Berenice Mbiribindi, MSc, PhD
Mentor: Dr. Sherri Krams
Berenice Mbiribindi, MSc, PhD, is a postdoctoral scholar in the Transplant Immunology Lab.
“The immune system has always fascinated me,” said Dr. Mbiribindi. “There is a large variety of immune cells that help us to fight cancer and microbes and keep us healthy, but I have a great interest in natural killer(NK) cells.”
NK cells are lymphocytes that belongs to the innate immunity system and rapidly sense and destroy abnormal cells.
Born in Congo, Dr. Mbiribindi moved to France as a young girl and earned her bachelor’s in Biomedical Sciences at Paris Descartes University. After completing her master’s in Immunology and Microbiology at Pierre-and-Marie-Currie University, Dr. Mbiribindi moved across the Channel to work on her doctorate at the University of Southampton (United Kingdom). Dr. Mbiribindi says she decided to come to Stanford because, not only was Dr. Sheri Krams inviting her to research exactly what she was interested in, but she was giving her the opportunity to do so using Stanford's unparalleled resources.

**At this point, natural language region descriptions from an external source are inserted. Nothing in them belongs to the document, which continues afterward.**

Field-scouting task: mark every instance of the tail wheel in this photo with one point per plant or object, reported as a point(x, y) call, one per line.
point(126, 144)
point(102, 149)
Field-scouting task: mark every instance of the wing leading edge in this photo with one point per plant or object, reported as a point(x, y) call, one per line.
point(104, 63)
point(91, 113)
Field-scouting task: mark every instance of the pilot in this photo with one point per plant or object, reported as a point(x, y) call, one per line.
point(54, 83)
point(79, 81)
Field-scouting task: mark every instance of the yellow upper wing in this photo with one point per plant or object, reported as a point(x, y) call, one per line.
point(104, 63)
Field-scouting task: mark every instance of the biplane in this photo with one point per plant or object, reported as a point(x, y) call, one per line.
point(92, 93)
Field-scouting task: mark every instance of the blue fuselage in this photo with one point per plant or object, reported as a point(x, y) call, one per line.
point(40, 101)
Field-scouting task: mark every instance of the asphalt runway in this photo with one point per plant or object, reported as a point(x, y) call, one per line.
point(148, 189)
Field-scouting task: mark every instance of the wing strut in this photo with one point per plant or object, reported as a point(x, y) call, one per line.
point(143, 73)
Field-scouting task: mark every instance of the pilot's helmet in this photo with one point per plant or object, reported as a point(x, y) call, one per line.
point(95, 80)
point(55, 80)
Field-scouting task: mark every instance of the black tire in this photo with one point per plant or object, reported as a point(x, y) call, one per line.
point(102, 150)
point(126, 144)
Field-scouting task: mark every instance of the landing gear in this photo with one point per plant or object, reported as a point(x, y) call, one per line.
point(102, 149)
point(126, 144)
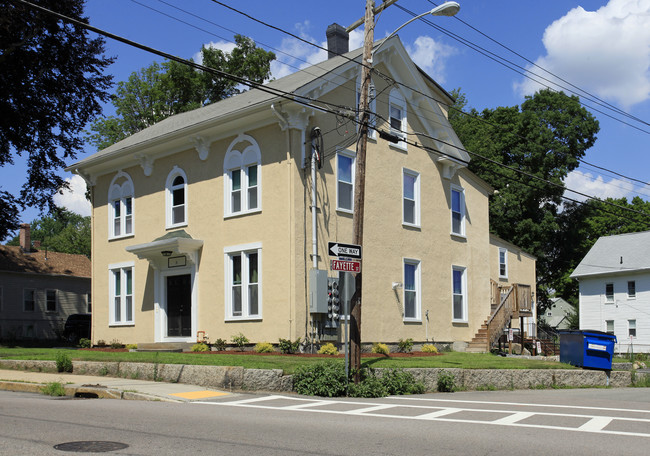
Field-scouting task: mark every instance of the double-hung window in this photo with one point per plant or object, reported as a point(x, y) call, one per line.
point(631, 328)
point(50, 300)
point(345, 181)
point(243, 281)
point(176, 196)
point(120, 198)
point(242, 178)
point(411, 198)
point(412, 298)
point(29, 300)
point(503, 263)
point(457, 211)
point(609, 292)
point(459, 294)
point(397, 116)
point(121, 294)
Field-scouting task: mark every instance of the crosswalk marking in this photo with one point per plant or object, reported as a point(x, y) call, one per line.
point(514, 418)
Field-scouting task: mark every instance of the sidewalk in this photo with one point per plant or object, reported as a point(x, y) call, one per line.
point(106, 387)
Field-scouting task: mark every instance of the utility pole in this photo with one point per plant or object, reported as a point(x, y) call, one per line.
point(360, 184)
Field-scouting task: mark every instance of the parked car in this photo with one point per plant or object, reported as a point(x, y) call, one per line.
point(77, 326)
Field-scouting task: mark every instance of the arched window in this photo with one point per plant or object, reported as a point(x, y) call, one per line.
point(397, 116)
point(372, 98)
point(120, 206)
point(242, 177)
point(176, 198)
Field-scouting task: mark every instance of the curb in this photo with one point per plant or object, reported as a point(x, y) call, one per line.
point(83, 391)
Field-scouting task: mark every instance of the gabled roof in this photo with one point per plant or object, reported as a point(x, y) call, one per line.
point(617, 254)
point(13, 259)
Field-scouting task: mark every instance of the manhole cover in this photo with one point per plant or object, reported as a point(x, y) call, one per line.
point(90, 446)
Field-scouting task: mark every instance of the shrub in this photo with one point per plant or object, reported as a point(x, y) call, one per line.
point(382, 349)
point(369, 386)
point(429, 348)
point(287, 347)
point(220, 344)
point(63, 362)
point(446, 382)
point(84, 343)
point(398, 381)
point(328, 349)
point(405, 345)
point(264, 347)
point(116, 344)
point(53, 389)
point(240, 340)
point(200, 347)
point(321, 379)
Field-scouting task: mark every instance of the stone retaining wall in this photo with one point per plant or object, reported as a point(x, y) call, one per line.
point(241, 379)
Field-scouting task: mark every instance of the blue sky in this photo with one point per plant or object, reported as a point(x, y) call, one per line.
point(599, 46)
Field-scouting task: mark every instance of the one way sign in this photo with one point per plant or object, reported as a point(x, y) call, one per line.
point(344, 250)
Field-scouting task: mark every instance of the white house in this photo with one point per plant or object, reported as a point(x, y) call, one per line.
point(614, 281)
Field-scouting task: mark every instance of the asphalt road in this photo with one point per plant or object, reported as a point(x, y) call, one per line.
point(565, 422)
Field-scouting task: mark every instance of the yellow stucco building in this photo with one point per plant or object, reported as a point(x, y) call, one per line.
point(203, 222)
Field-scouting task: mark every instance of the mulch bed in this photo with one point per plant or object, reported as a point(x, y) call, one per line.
point(299, 355)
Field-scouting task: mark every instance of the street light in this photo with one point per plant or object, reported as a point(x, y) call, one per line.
point(446, 9)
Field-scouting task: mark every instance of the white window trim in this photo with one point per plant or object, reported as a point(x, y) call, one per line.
point(629, 296)
point(56, 301)
point(505, 262)
point(372, 133)
point(169, 198)
point(416, 196)
point(607, 300)
point(461, 190)
point(111, 297)
point(418, 290)
point(35, 300)
point(228, 252)
point(630, 327)
point(121, 193)
point(236, 160)
point(345, 153)
point(397, 99)
point(464, 318)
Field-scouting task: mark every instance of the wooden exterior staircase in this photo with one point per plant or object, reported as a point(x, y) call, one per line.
point(508, 302)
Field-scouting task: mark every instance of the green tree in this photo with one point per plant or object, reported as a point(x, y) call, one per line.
point(51, 86)
point(161, 90)
point(545, 137)
point(61, 231)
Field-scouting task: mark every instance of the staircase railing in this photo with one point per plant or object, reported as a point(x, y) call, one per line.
point(501, 316)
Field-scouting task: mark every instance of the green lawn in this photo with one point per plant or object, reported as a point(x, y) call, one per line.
point(287, 363)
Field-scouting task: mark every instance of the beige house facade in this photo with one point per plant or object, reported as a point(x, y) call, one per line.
point(202, 223)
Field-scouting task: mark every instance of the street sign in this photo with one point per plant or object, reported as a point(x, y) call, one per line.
point(344, 265)
point(344, 250)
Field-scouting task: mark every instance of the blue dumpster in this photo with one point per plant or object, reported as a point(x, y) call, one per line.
point(590, 349)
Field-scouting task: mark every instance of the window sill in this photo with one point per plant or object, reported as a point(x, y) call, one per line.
point(233, 319)
point(241, 213)
point(125, 236)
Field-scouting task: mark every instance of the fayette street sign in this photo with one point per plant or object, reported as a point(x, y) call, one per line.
point(344, 250)
point(346, 266)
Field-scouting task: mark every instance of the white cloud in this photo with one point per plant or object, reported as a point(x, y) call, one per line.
point(606, 52)
point(431, 56)
point(74, 199)
point(597, 186)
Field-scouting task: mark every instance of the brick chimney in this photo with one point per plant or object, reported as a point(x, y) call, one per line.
point(337, 40)
point(25, 237)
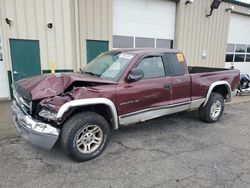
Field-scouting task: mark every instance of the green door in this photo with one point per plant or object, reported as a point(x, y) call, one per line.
point(94, 48)
point(25, 57)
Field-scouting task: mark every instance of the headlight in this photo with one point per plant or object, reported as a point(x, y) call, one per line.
point(47, 114)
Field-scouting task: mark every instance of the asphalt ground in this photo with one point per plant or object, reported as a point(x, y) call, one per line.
point(173, 151)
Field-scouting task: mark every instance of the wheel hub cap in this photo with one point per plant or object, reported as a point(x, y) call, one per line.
point(89, 139)
point(216, 109)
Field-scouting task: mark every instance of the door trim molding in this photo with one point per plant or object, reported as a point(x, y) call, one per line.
point(151, 113)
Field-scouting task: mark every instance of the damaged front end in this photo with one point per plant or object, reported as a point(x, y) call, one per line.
point(50, 106)
point(38, 100)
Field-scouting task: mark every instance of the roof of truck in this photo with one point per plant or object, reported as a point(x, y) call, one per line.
point(145, 50)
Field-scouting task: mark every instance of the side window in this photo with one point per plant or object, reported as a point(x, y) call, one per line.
point(176, 64)
point(152, 67)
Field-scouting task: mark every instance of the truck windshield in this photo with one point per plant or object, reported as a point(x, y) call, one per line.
point(108, 66)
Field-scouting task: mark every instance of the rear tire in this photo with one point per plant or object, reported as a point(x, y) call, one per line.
point(213, 110)
point(85, 136)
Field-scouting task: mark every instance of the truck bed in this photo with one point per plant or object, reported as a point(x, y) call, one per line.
point(203, 77)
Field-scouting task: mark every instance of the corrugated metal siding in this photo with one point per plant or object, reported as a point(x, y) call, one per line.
point(30, 18)
point(95, 21)
point(196, 33)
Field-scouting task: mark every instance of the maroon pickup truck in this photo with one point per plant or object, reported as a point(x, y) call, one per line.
point(118, 88)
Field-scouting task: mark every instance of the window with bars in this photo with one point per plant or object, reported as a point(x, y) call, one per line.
point(238, 53)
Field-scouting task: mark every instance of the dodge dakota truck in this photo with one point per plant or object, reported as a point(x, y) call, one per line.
point(118, 88)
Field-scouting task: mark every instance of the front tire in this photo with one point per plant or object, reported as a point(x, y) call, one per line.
point(213, 110)
point(85, 136)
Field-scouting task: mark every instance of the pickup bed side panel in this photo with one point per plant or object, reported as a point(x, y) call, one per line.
point(200, 82)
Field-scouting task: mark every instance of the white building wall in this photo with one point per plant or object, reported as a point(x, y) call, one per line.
point(143, 18)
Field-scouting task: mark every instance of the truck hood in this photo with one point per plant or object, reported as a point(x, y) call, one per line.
point(50, 85)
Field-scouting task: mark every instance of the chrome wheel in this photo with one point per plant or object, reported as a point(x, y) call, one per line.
point(216, 109)
point(89, 139)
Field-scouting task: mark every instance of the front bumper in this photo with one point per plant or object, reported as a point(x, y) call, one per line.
point(36, 132)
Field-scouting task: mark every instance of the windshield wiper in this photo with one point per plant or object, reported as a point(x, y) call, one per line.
point(91, 73)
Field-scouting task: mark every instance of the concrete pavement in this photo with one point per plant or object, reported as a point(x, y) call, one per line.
point(173, 151)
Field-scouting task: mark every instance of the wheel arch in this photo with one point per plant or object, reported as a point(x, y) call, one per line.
point(221, 87)
point(102, 106)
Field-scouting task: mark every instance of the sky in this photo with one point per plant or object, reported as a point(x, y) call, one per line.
point(245, 1)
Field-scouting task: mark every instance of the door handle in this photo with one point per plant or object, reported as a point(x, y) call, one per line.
point(167, 86)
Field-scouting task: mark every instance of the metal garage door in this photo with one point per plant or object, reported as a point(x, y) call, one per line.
point(143, 23)
point(238, 47)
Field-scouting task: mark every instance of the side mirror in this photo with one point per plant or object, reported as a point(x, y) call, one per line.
point(135, 74)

“I’m investigating the role of NK cells in the recognition and response to Epstein-Barr Virus (EBV) 90% of the world population is infected by EBV but it’s a-symptomatic because our immune system keeps it in check,” said Dr. Mbiribindi.
However, after organ transplantation, EBV can cause Post-Transplant Lymphoproliferative Disorder (PTLD).
“In that situation the EBV can reactivate as the organ recipient’s immunity is not fully available to fight it due to the immunosuppression treatment,” said Dr. Mbiribindi. “The goal of my research is to utilize a NK-cell based approach to prevent disease caused by EBV.”
Dr. Mbiribindi was awarded The Transplantation Society Young Investigator Scientific Award 2018. She will present her work entitled, Natural killer cell recognition of peptides encoded by EBV latent cycle proteins, at the 27th International Congress of the Transplantation Society in Madrid later this year.
“There is still a lot to discover about these cells,” said Dr. Mbiribindi. “In the near future, I’m hoping to become a Primary Investigator and have my own team working on NK cells for therapeutic applications.”